Big Weekend: Penn State +2, Ohio State -1
Busy weekend for the local juniors attending the Nike Combine up in State College. First, Lackey defensive back Darrell Givens decommitted from Ohio State in order to commit to Penn State. Then Eleanor Roosevelt wide receiver-cornerback Derrick Thomas committed to play for the Nittany Lions.
First, a look at Thomas, who is 6-1 and 180 pounds. He also had scholarship offers from Maryland, Illinois and Pittsburgh.
"He went up there and he liked it," Roosevelt first-year coach Tom Green said. "I don't like kids playing the recruiting game. If you've been on campus everywhere [you are considering] and you know where you want to go, tell them, don't string them along. I know [Maryland offensive coordinator James] Franklin thought he had a good shot at him. I did too."
As for Givens, it was only three weeks ago that he decided to accept a scholarship offer from Ohio State. However, it did not take long for Givens to consider other options. Lackey Coach Doug Lamb said that Givens contacted Penn State's coaches around the first of the month to say he was interested and they made a trip to the Southern Maryland school last week.
"I could go into Penn State and make an impact as a freshman, earlier than I would be able to at Ohio State," Givens said. "After I committed I started looking deeper and deeper into the situation I was putting myself into. Me playing as a freshman was very important."
Lamb said he wished Givens had taken more time before changing his mind, worrying about the player "burning bridges" by making a decision and changing it so soon, particularly to a conference rival.

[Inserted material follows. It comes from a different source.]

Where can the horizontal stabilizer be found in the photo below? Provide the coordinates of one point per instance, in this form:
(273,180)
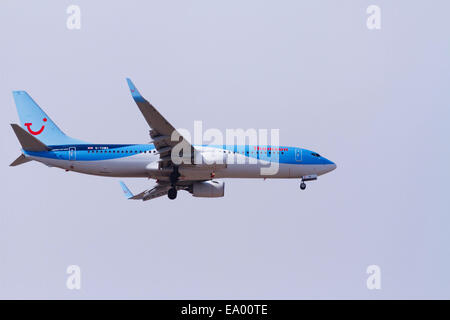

Givens, though, said, "I didn't want to decommit and put myself back on the market and have all these other schools coming at me and distracting me from my academics and qualifying."
Givens said he previously had narrowed his choices to Ohio State and Penn State, with Miami (Fla.) a third option. While he said he now is certain of his decision to choose Penn State's scholarship offer, Givens is aware that some people might think he could waffle again. Lamb hopes that doesn't happen, but acknowledged, "This is a 17-year-old kid," Lamb said. "He changed his mind in three weeks. The odds would be in that favor [of changing again]. I would hope he wouldn't, but you never know."